Tech-enabled National Steps Challenge

With the rising incidence of obesity and chronic diseases such as diabetes, the Health Promotion Board (HPB), has introduced several programmes to help Singaporeans adopt a healthier lifestyle. Among these is the National Steps ChallengeTM, first introduced in 2015, which empowers Singaporeans to take responsibility for their health and wellbeing by leveraging and interfacing multiple technologies, such as wearables and mobile applications.

Integrating the use of steps trackers, a wearable device and the Healthy 365 mobile application, the National Steps ChallengeTM is run digitally from end-to-end – from registering participants, to tracking their performance and dispensing rewards via the mobile application. This digital touchpoint brings convenience, allowing healthy living to take place anytime and anywhere, enabling the programme to scale its reach by 4.5 times within three years.

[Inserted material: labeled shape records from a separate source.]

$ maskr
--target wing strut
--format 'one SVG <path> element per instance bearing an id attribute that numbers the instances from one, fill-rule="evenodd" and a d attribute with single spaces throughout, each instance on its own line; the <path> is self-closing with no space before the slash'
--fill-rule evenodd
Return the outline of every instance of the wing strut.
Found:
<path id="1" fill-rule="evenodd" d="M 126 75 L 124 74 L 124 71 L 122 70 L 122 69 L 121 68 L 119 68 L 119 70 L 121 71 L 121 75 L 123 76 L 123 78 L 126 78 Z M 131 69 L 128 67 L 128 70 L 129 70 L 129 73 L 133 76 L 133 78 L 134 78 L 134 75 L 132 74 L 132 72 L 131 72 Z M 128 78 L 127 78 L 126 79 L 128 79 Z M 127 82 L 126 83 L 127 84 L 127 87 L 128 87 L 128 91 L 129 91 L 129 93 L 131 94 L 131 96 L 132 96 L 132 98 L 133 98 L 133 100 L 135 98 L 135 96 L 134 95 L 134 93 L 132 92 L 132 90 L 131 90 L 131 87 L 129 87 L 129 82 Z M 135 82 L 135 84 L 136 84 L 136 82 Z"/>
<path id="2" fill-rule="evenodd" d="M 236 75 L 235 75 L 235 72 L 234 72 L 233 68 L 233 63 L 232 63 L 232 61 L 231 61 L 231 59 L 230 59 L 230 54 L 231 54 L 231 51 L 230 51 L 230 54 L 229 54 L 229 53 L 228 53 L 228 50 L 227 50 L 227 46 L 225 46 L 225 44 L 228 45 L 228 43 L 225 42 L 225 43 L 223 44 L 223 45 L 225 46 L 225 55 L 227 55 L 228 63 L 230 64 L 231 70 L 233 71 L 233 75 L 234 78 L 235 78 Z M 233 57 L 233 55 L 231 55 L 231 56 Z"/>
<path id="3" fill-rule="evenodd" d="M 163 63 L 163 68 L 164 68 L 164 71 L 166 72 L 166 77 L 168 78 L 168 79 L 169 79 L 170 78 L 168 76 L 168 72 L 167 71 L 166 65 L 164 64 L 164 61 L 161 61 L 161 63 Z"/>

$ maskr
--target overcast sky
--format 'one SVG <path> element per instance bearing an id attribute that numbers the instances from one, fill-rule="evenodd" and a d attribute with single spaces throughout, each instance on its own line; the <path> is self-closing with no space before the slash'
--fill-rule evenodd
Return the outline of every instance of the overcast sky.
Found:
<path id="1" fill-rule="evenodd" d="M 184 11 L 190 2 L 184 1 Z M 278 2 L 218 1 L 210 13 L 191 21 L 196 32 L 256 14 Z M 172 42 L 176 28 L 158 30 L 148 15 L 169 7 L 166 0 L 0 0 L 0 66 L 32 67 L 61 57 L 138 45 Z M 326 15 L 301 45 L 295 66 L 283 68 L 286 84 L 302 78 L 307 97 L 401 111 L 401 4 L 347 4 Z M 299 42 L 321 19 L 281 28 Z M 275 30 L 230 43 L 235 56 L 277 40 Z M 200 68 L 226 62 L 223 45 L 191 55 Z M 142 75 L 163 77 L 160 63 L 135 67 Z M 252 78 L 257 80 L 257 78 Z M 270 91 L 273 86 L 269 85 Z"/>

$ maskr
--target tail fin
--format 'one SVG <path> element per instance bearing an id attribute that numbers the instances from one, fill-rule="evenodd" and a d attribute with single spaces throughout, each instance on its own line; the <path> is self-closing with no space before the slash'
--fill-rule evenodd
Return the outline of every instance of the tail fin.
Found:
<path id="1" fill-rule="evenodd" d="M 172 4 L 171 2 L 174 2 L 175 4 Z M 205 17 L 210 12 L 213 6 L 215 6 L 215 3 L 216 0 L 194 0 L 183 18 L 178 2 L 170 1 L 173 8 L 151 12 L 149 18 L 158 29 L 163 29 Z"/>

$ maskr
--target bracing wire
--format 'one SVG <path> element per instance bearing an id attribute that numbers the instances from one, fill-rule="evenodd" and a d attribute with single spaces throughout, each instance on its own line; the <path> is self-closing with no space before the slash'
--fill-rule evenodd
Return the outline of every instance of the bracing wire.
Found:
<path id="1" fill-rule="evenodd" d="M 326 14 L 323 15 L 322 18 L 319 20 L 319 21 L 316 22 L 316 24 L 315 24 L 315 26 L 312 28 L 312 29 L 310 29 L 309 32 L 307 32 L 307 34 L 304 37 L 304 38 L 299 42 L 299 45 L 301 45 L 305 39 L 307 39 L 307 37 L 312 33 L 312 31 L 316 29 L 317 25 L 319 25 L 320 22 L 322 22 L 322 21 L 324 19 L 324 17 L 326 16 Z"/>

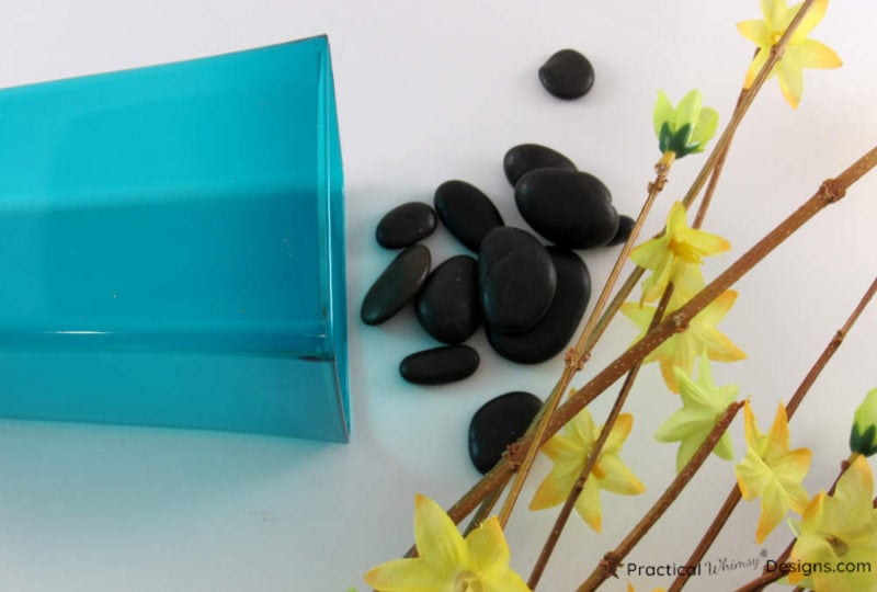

Harnessing technology also enables HPB to gain valuable insights into participants’ behaviours, and design appropriate nudges to motivate them to engage in more physical activity. Daily fitness data based on step counts, average steps clocked and rate of reward redemption, are some insights that contribute to the constant refining of the programme to meet the participants’ needs. It makes the programme relevant and meaningful to the participants regardless of their profiles, whether they are in the workplace, community, or institutions of higher learning.

Leveraging technology has made the National Steps ChallengeTM more scalable and verifiable than the traditional way of running similar programmes, which was either trainer-facilitated, requiring set-up and logistics, or often self-reported, where data and outcomes may not be validated.

The National Steps Challenge™ has attracted 1.1 million sign-ups across three seasons, growing in scale and momentum. Since the introduction of the programme, 7% more Singaporeans are now engaging in physical activity and spend an average of 25 more minutes per session. Data also suggest that participants are habitually tracking their physical activity more than before.

The programme has seen increased engagement over time, with an improvement of 8% in steps clocked by participants who took part in all three seasons. The number of participants who completed all six reward tiers in Season 3, was also 15% more than that in Season 2.